Suppose we go back to 1870 and envision future scenarios for four interesting and promising countries.
Britain: The incumbent, the pioneer of the industrial revolution, home of Newton and Darwin, with a head start on building institutions, with sound economic policy and deep integration with a global empire.
Germany: The rising power of Europe, rapidly catching up with the frontier (and ahead of Britain in some fields). More centralisation of power, which perhaps gave an edge in certain things.
The US: A vast country blessed with a great constitution, inhabited by a colourful cast of characters drawn from the mavericks, misfits, nutcases and adventurers of Europe.
Argentina: A vast country with boundless prospects, sound policies after 1852, and tightly integrated into globalisation on both trade and capital.
You’re probably thinking: ‘Argentina?’ But in the middle of the 19th century, there were many people who thought that Argentina had better prospects than the US. From 1850 to 1930, Argentina did astonishingly well. In particular, from 1880 to 1905, GDP growth averaged 8% over 25 years, which was unheard of in those years.
With the benefit of hindsight, we know what happened. Argentina collapsed into illiberal populism (first into socialism/fascism (1930) and then into Peronism (1946)). Germany collapsed into nationalism and militarism. The US and the UK managed to build liberal democracies.
With this framing, let’s ask about how India and China will work out in coming decades.
Will India make it to good institutions, like the UK or the US? Or will India collapse into illiberal populism, much like Argentina did? All too often, the Indian elite tends to take good outcomes in the deep future for granted. I am not so sure and it is worth worrying about the foundations of liberal democracy and a market economy.
Given the weak foundations of liberal ideas in India, political freedom is not something to take for granted. Given the weak foundations of market economics in India, economic freedom is not something to take for granted. Argentina’s binge of welfare programmes and populism is uncomfortably close to the instincts of most Indian politicians.
Will China make it to good institutions, like the UK or the US? Or will China descend into nationalism and militarism, much like Germany did?
The story of Argentina and Germany, from 1870 to 1914, reminds us that what works in a country for a short time is often not enough to carry the country through to a happy ending. Germany did very well from 1870 to 1914 (a full 44 years). Argentina did very well from 1850 to 1930 (a full 80 years) of which 50 years had really high growth.
To many people, the sustained success that we have seen in India has generated complacence. We have started trusting in our governance DNA, thinking that it has delivered results after 1979 and particularly after 1993. This complacence hinders the process of identifying incipient problems, criticising the status quo, and changing course.

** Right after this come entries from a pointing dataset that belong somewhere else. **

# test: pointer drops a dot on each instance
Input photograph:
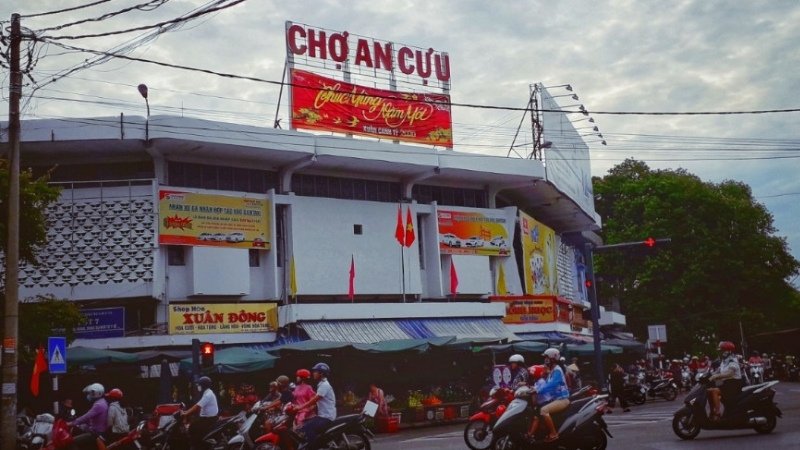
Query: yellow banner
(222, 318)
(539, 256)
(213, 220)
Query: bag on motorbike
(62, 437)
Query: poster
(473, 232)
(187, 218)
(196, 318)
(325, 104)
(539, 257)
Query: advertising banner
(473, 232)
(188, 218)
(325, 104)
(539, 256)
(535, 309)
(222, 318)
(101, 323)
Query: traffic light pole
(592, 294)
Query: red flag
(352, 292)
(409, 229)
(453, 279)
(38, 367)
(399, 233)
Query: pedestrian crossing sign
(57, 354)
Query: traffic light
(207, 354)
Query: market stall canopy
(235, 360)
(84, 356)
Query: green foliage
(35, 196)
(44, 316)
(725, 264)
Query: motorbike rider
(325, 400)
(730, 373)
(538, 374)
(207, 409)
(95, 420)
(557, 387)
(117, 418)
(519, 374)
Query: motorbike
(752, 408)
(348, 432)
(478, 433)
(756, 373)
(581, 425)
(663, 387)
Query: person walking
(616, 386)
(207, 409)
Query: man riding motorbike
(730, 373)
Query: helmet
(552, 353)
(204, 382)
(94, 391)
(322, 368)
(115, 394)
(536, 371)
(726, 346)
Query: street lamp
(143, 91)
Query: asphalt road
(648, 426)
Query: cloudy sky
(636, 56)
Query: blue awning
(371, 331)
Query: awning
(371, 331)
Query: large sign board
(196, 318)
(567, 161)
(539, 256)
(102, 323)
(342, 50)
(325, 104)
(475, 232)
(187, 218)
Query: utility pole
(8, 432)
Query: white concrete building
(331, 202)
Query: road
(646, 427)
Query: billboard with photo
(188, 218)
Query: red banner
(325, 104)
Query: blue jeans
(313, 428)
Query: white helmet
(94, 391)
(552, 353)
(517, 359)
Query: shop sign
(188, 218)
(325, 104)
(539, 257)
(222, 318)
(473, 232)
(360, 53)
(101, 323)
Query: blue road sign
(57, 354)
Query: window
(255, 257)
(176, 255)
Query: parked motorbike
(581, 425)
(753, 408)
(478, 433)
(663, 387)
(348, 432)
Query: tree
(725, 264)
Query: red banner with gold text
(325, 104)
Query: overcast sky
(618, 55)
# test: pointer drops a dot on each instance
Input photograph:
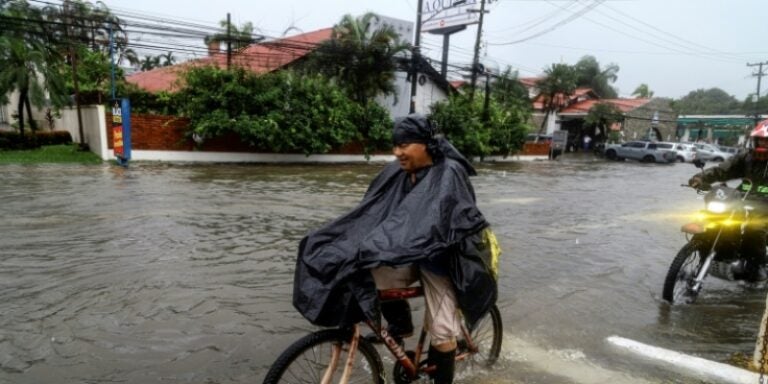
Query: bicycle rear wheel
(308, 359)
(487, 335)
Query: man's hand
(696, 182)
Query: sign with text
(438, 15)
(117, 130)
(121, 130)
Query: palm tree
(168, 59)
(643, 92)
(30, 63)
(362, 60)
(149, 63)
(590, 74)
(555, 89)
(601, 116)
(509, 91)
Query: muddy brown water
(166, 273)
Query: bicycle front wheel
(323, 354)
(487, 335)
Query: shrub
(13, 140)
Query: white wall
(94, 127)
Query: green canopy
(736, 122)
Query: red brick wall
(167, 133)
(535, 149)
(155, 132)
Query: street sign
(438, 15)
(559, 139)
(121, 130)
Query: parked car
(709, 152)
(732, 150)
(538, 138)
(686, 152)
(645, 151)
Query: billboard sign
(559, 139)
(437, 15)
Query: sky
(673, 46)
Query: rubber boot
(399, 321)
(445, 365)
(753, 244)
(398, 316)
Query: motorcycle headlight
(717, 207)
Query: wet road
(183, 273)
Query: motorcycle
(714, 243)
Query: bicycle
(318, 357)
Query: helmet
(759, 137)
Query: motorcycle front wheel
(678, 286)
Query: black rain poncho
(438, 218)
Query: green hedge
(13, 140)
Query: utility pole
(415, 59)
(477, 51)
(229, 43)
(73, 59)
(759, 76)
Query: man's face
(412, 156)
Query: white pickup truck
(645, 151)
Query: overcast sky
(674, 46)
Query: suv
(538, 138)
(711, 152)
(686, 152)
(645, 151)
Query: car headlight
(717, 207)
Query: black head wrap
(416, 128)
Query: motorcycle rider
(751, 164)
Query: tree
(601, 116)
(361, 60)
(643, 92)
(509, 91)
(239, 37)
(281, 111)
(149, 63)
(168, 59)
(555, 89)
(590, 74)
(30, 60)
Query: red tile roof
(529, 82)
(259, 58)
(578, 95)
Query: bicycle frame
(410, 365)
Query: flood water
(183, 273)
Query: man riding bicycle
(418, 220)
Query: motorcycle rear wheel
(682, 273)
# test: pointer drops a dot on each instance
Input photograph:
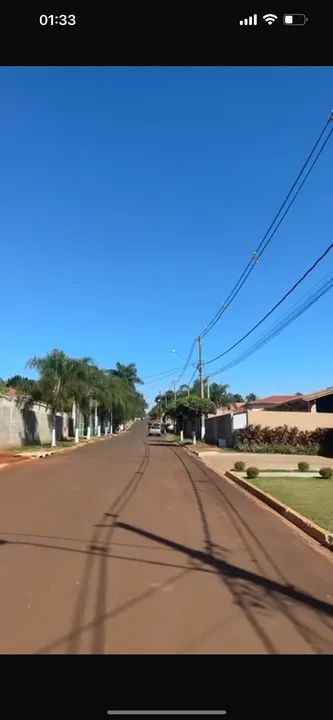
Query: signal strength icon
(252, 20)
(269, 18)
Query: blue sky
(131, 200)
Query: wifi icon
(269, 18)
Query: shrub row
(284, 439)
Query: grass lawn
(41, 446)
(311, 497)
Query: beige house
(307, 412)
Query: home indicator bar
(197, 713)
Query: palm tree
(86, 384)
(54, 374)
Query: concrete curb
(324, 537)
(48, 453)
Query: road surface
(131, 545)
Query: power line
(193, 376)
(161, 375)
(188, 359)
(268, 237)
(279, 326)
(284, 297)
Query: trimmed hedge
(303, 467)
(326, 473)
(284, 439)
(252, 473)
(239, 466)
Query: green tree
(192, 407)
(237, 398)
(25, 387)
(54, 381)
(219, 394)
(251, 397)
(128, 372)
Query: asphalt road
(132, 546)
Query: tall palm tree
(86, 385)
(53, 382)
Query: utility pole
(174, 390)
(200, 368)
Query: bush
(252, 473)
(285, 440)
(326, 473)
(239, 465)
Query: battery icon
(295, 19)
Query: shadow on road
(246, 597)
(248, 587)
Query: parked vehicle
(155, 429)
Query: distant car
(155, 429)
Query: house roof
(309, 396)
(11, 392)
(318, 393)
(273, 399)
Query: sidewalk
(223, 461)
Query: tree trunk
(53, 435)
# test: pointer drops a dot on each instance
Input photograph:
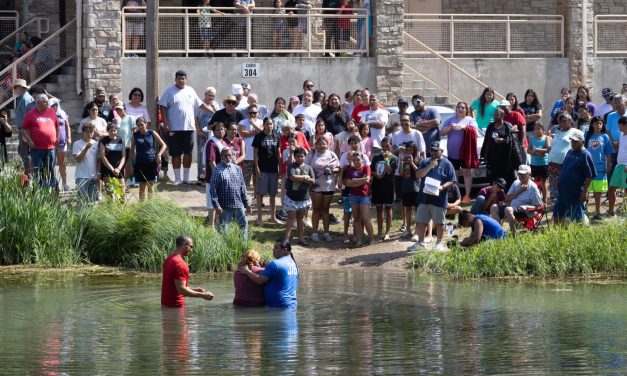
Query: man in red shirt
(40, 129)
(174, 285)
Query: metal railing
(450, 66)
(40, 61)
(34, 27)
(610, 36)
(183, 31)
(485, 35)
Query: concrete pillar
(388, 18)
(578, 39)
(102, 47)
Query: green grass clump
(35, 227)
(561, 251)
(141, 236)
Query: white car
(479, 175)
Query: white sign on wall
(251, 70)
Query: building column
(102, 47)
(388, 18)
(578, 39)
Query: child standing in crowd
(358, 179)
(598, 144)
(85, 152)
(539, 147)
(384, 165)
(300, 177)
(410, 184)
(112, 156)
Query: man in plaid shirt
(228, 192)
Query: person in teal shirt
(483, 108)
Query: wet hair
(182, 239)
(482, 100)
(136, 90)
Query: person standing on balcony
(134, 24)
(177, 106)
(330, 24)
(483, 108)
(20, 89)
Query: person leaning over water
(175, 280)
(280, 277)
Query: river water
(349, 322)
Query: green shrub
(560, 251)
(35, 226)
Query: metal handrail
(452, 65)
(506, 19)
(258, 12)
(40, 30)
(607, 19)
(12, 69)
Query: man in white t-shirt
(177, 105)
(85, 152)
(309, 110)
(377, 119)
(404, 135)
(523, 197)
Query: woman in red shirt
(357, 179)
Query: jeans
(239, 214)
(87, 189)
(477, 207)
(43, 166)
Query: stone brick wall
(615, 7)
(499, 6)
(389, 49)
(102, 48)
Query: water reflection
(348, 322)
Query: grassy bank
(560, 251)
(37, 228)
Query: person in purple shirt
(280, 277)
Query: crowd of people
(303, 150)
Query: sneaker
(416, 247)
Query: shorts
(359, 200)
(181, 142)
(346, 204)
(268, 184)
(458, 164)
(291, 205)
(409, 199)
(145, 172)
(208, 196)
(571, 210)
(134, 28)
(619, 177)
(205, 34)
(427, 212)
(541, 172)
(598, 185)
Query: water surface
(349, 322)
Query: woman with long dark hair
(484, 107)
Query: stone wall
(389, 49)
(499, 6)
(102, 48)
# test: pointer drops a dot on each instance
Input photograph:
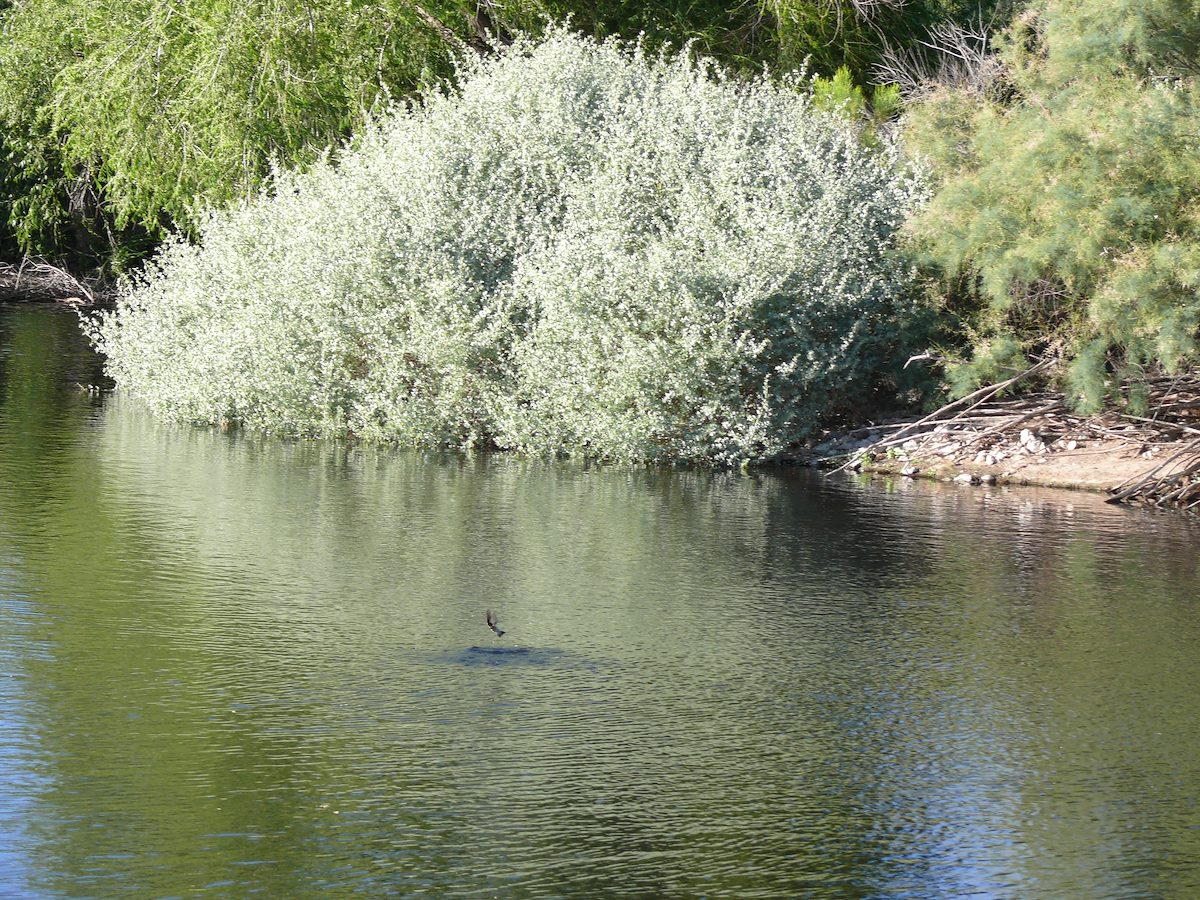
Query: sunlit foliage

The fact that a economic/political recipe worked well for a few decades does not mean that this recipe will continue to deliver. For a country to work out in the long run, it has to constantly nurture the foundations of liberal democracy and the market economy, and repeatedly reinvent itself.
In the late 19th century, growth rates were low in absolute terms, other than outlandish episodes like Argentina (1880-1905). Germany was the star performer of Europe over 1870-1914, with GDP growth of 2.9%. The UK did just 1.9% in this period. At 2.9% growth, GDP doubles each 24 years. In other words, the economy and the political system need to be reinvented in each generation.
At 7% growth, in India, we are getting a doubling of GDP every decade. This requires a reinvention of the economy and the political system every decade. But India presents a stark contrast with what’s required: we have grossly failed on modifying laws, government agencies, policy frameworks and world views at a rapid pace.